Here is a link to Cassava’s most recent corporate presentation. This is the first thing I read, it will tell you exactly who they are, what they are trying to achieve, and what trials they are conducting. They will show some general data and provide future outlooks of the trials with their next steps.

I also always want to look at the company pipeline. 4D pharms pipeline is depicted below. Most biotechs will have similar charts like this on their website you just have to dig around and find it.

When reviewing company presentations I noticed 4D Pharma has good data in their Phase I/II Asthma trial which I have depicted below. They will lay out responses from patients compared to the placebo (placebo is the control group that did not get any medication). The data below shows that the patients getting 4D’s asthma treatment are feeling significantly better than the placebo. This is generally good.

Along with trying to treat asthma 4D is also looking to treat IBS which is an irritable bowel syndrome. The data here also shows that 4D treatment is working and safe for the patient using it.


Can you calculate what the downside of the stock is if the company fails? Looking at Cassava Sciences 10-K as referenced above in the previous section will also tell you the number of shares available. You can use this to calculate what the share price would drop if the treatments failed.

You must not forget to account for outstanding options, warrants, and stock rights when calculating your risk, in this case, Cassava has 2.8M outstanding shares for options, warrants, and stock rights. So, we are looking at about 43MM shares and $266MM cash positions. $266MM divided by 43MM Shares = $6.18 per share is what the stock price would settle at if the biotech failed its trials. Currently, Cassava is trading at around $40.23. This is a huge spread for your risk. You are risking about $34 per share or 85% of your position. That is huge and not something I recommend.

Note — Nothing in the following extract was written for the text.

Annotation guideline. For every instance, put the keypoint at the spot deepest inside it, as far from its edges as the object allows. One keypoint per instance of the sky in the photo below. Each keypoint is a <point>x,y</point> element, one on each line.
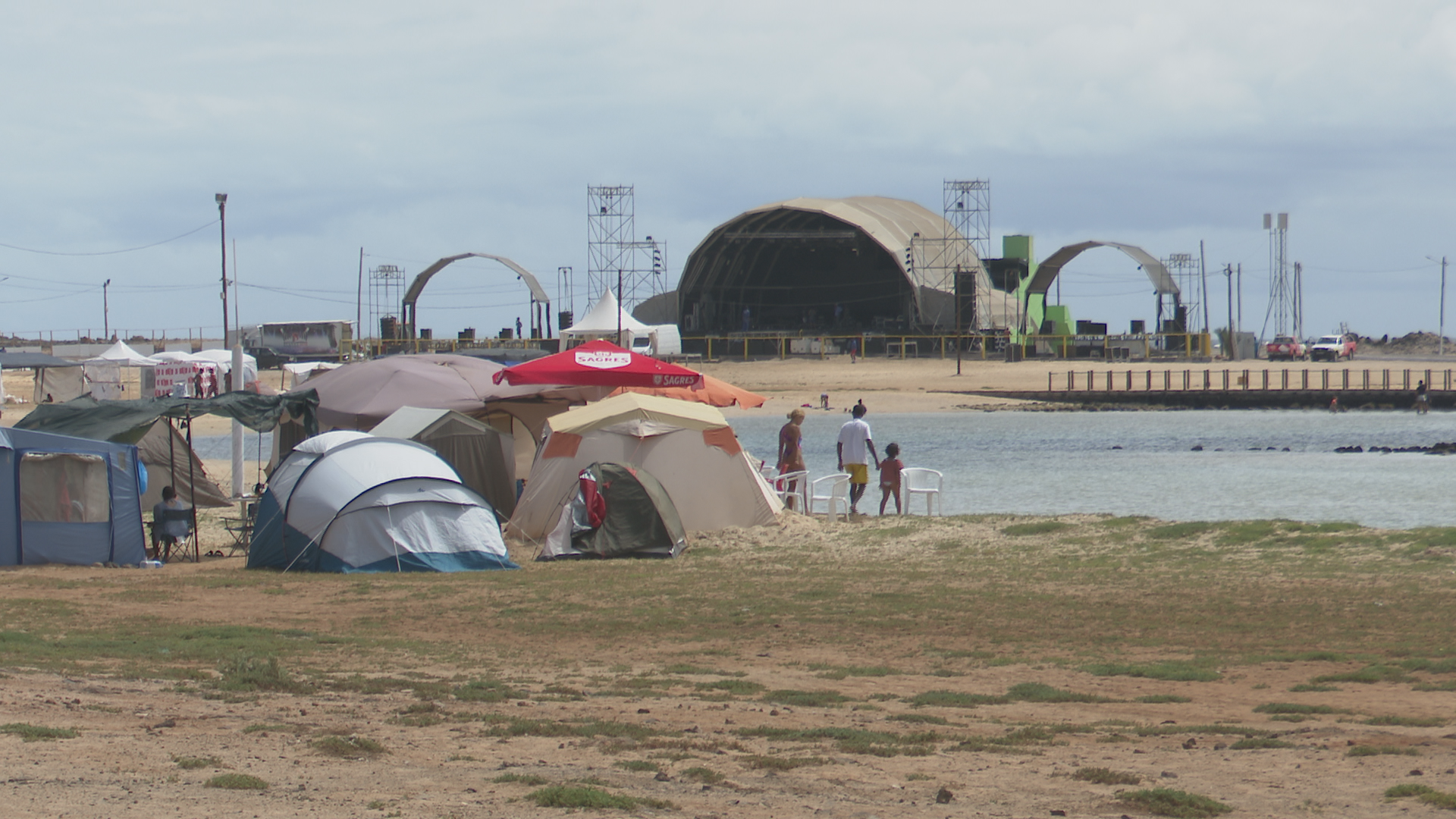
<point>422,130</point>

The reward side is all based upon the drug and disease. Different drugs will warrant different potential market caps within the biotech industry. The sector for irritable bowel syndrome (IBS) can be between $500MM to $1B. The asthma sector can roughly be $1 to $2B. Oncology can be over $2B. And something like Alzheimer’s drug can be over $10B market sector.

This will help you calculate your reward. With a stock like ABIO above having a $34MM MC if the predicted market sector is worth $900MM then that stock price of $2.40 has the possibility of having a 30x return or trading at $60-$70. Yes, this is possible in the Biotech world but it is not like putting a quarter in a machine and you get a gumball, do not expect this return very often, maybe only once in a lifetime.

Who owns the Stock?

Usually, there will be a section on the company’s website where you can look at who within the company is buying stock. You can look at Cassava Company Holdings. Click on Form-4 and it will give you names, just cross-reference them with the board of directors and you can see who is internally buying the stock! The more they buy the better!

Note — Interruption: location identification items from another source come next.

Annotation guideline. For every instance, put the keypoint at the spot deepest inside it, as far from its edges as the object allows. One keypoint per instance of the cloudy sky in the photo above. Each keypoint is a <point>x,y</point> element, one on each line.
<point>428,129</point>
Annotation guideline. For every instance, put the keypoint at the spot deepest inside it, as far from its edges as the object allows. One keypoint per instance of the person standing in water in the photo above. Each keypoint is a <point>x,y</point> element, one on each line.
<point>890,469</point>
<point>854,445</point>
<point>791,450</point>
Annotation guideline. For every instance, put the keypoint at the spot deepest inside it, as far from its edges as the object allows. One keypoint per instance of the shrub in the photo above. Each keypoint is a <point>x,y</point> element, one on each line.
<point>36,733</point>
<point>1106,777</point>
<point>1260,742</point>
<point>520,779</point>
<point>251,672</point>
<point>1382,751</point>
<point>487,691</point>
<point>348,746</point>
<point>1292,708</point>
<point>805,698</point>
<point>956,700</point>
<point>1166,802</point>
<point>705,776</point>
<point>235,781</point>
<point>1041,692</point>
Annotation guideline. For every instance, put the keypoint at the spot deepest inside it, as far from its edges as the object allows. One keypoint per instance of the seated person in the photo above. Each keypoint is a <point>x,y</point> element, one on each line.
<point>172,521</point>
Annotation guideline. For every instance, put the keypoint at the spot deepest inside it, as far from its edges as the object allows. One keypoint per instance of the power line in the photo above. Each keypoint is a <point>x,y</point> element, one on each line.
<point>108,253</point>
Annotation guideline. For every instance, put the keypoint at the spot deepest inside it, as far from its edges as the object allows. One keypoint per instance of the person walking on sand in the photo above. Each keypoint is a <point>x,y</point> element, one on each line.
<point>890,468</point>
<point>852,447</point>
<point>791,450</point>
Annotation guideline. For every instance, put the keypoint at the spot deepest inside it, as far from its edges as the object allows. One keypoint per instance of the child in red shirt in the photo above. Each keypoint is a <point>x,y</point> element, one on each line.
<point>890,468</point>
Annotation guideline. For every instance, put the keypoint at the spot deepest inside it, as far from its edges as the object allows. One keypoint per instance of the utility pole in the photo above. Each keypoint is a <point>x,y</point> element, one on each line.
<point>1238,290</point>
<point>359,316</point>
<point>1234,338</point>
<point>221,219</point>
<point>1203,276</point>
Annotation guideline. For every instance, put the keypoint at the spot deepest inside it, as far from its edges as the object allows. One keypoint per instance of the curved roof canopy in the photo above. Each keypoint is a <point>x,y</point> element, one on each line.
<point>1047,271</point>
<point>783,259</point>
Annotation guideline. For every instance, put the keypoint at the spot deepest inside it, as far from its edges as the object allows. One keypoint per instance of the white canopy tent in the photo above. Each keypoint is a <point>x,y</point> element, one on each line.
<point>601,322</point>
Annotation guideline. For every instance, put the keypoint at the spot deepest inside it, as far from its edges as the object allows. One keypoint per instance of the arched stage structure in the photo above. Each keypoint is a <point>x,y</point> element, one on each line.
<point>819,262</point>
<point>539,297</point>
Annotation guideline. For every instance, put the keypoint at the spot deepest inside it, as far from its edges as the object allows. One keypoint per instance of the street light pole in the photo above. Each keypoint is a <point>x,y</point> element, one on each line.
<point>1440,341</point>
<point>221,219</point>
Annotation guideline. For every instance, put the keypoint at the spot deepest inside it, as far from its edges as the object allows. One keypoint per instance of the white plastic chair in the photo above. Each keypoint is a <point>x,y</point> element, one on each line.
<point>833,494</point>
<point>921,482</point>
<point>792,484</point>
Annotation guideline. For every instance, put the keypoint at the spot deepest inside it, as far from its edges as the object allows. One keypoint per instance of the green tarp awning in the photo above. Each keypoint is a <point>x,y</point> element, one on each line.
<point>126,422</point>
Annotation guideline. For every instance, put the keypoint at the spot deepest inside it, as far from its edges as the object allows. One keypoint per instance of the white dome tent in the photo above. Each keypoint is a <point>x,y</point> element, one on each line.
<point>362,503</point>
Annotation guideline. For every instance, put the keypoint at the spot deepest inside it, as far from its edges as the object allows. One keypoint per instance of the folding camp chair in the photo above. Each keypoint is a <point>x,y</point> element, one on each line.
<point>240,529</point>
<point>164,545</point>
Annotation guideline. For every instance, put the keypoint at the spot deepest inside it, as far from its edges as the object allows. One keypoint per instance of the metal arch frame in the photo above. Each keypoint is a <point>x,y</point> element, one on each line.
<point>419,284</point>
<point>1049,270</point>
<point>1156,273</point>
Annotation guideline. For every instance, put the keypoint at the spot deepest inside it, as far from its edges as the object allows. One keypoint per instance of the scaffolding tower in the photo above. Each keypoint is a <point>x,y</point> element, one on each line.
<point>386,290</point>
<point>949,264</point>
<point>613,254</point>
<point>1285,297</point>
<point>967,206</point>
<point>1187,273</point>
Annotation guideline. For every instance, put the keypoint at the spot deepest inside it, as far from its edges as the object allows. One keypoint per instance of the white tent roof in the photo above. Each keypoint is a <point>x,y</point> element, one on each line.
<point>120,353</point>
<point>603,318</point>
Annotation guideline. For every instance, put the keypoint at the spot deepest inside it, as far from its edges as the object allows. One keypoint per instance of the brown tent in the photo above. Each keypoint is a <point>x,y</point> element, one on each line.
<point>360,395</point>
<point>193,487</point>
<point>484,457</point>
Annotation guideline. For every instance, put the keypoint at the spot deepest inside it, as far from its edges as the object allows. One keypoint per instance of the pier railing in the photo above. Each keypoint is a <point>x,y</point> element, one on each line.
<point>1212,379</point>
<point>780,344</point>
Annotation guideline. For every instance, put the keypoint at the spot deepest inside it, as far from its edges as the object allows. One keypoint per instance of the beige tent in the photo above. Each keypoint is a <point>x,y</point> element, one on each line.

Now don’t kill yourself trying to fully research 5-10 biotech’s a day. I would say start slow and do 1-2 in-depth searches every couple of days and start watching biotechs that are going through data releases and earnings reports. Even though you don’t have a position you can still learn plenty from watching the stock price and investors react to the news. Twitter is a great source to hear the public opinion on the stock. Just search $SAVA in the Twitter search bar and you’ll get lots of info from the public on the stock.

Disclaimer: Do not take my advice on buying stocks. This post is simply about a strategy for finding biotechs to invest in. Thanks.